YouTube - ‪DSM ISC motor testing & Replacement‬‏

YouTube - ‪DSM ISC‬‏

O. Its not the fact that i want to remove it. I just know you can. And im getting my timing light tomarrow to check the timing to make sure it is 5 degrees btdc. And i will check the isc.
 
Did you wire in the injector resistor pack? Do you have a turbo maf on it with it wired for the iat sensor? Did get any codes out of it?

Yep have the resister pack wired up and the maf wired in to the ecu and i noticed when i 1st started it it did have a check engine light cum up. But would have thuaght it was only cuase the ecu needed to learn what was going on.
 
Yes im goin to do a boost leak test just need to get a test setup. And how do i make sure the intake valves are closed so the air wont get by the intake valves.

And when i wired in my knock and fpr selenoid, 1 of each wires went to the ecu and i wired those in. And the other wire from both went to a ground. I noticed when it was running you could hear the static threw the sterio and i was always told that, that ment a bad ground somewhere.
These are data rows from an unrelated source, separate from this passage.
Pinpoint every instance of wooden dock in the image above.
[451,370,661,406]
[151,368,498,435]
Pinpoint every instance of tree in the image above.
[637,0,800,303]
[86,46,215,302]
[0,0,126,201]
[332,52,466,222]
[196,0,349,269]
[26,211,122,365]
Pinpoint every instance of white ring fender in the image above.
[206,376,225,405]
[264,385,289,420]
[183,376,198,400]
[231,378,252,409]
My question is that is it ok that i just put a connector on each of the grounds and put a 1/4 in sheet metal screw in the firewall, is that good for them?
 
What ECU you running?
i have the turbo ecu


Yes im goin to do a boost leak test just need to get a test setup. And how do i make sure the intake valves are closed so the air wont get by the intake valves.

And when i wired in my knock and fpr selenoid, 1 of each wires went to the ecu and i wired those in. And the other wire from both went to a ground. I noticed when it was running you could hear the static threw the sterio and i was always told that, that ment a bad ground somewhere. My question is that is it ok that i just put a connector on each of the grounds and put a 1/4 in sheet metal screw in the firewall, is that good for them?
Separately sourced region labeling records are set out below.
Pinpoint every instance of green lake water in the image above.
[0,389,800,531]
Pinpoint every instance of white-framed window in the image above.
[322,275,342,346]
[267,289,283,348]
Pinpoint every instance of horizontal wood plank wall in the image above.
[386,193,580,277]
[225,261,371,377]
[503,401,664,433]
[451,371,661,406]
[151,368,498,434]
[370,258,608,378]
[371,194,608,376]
Put your cams up at TDC first, rotate them 6 teeth marks (clockwise), all valves should be closed. Remember one will be on the actual tooth and the other came gear the mark will be between the teeth.

I believe a chassis ground should be fine. It should be touching bare metal for best results. Did you plug in the noise condenser by the battery? Also the knock sensor is a shielded wire from the factory. It looks like this: http://www.dsmtuners.com/forums/newbie-forum/336171-resolved-knock-sensor-wiring-harness-q-pics-wiring-sensor-expert-needed.html
 
I believe a chassis ground should be fine. It should be touching bare metal for best results. Did you plug in the noise condenser by the battery? Also the knock sensor is a shielded wire from the factory. It looks like this: http://www.dsmtuners.com/forums/newbie-forum/336171-resolved-knock-sensor-wiring-harness-q-pics-wiring-sensor-expert-needed.html

I beleive i pluged everything in. But what is the noise condensor?

And as for my know sensor i cut off the pigtail and wire 1wire to the ecu and the other wire to ground.
 
I beleive i pluged everything in. But what is the noise condensor?

And as for my know sensor i cut off the pigtail and wire 1wire to the ecu and the other wire to ground.

You must be logged in to view this image or video.

The noise condensor is shown in the bottom left hand corner of this picture.

Yes, if unplugged the engine will still run normally but you may get the radio noise (depending on how good the radio filters it out both in it's power and through it's antenna) or noise in other sensitive equipment. It's case mounting must be clamped to bare metal since that is the negative. It's positive lead needs to be connected as close as possible to the coil's primary to be effective. A bad capacitor will either be blown out due to an internal short or it lost it's capacitance. Either way it will act as if it's not there. A blown out due to internal short one happens so fast that it usually won't even blow a fuse. It then instantly is not a short anymore (nor has capacitance).

Technically, the capacitor is used to improve the coil's primary pulse. It sharpens (ie. reduces) the edge's rise/fall time, and reduces both pulse overshoot/undershoot and ringing. That is, however, something that will be unnoticable to the human (only an oscilloscope would show it) except as audio harmonics which show up as noise in the radio.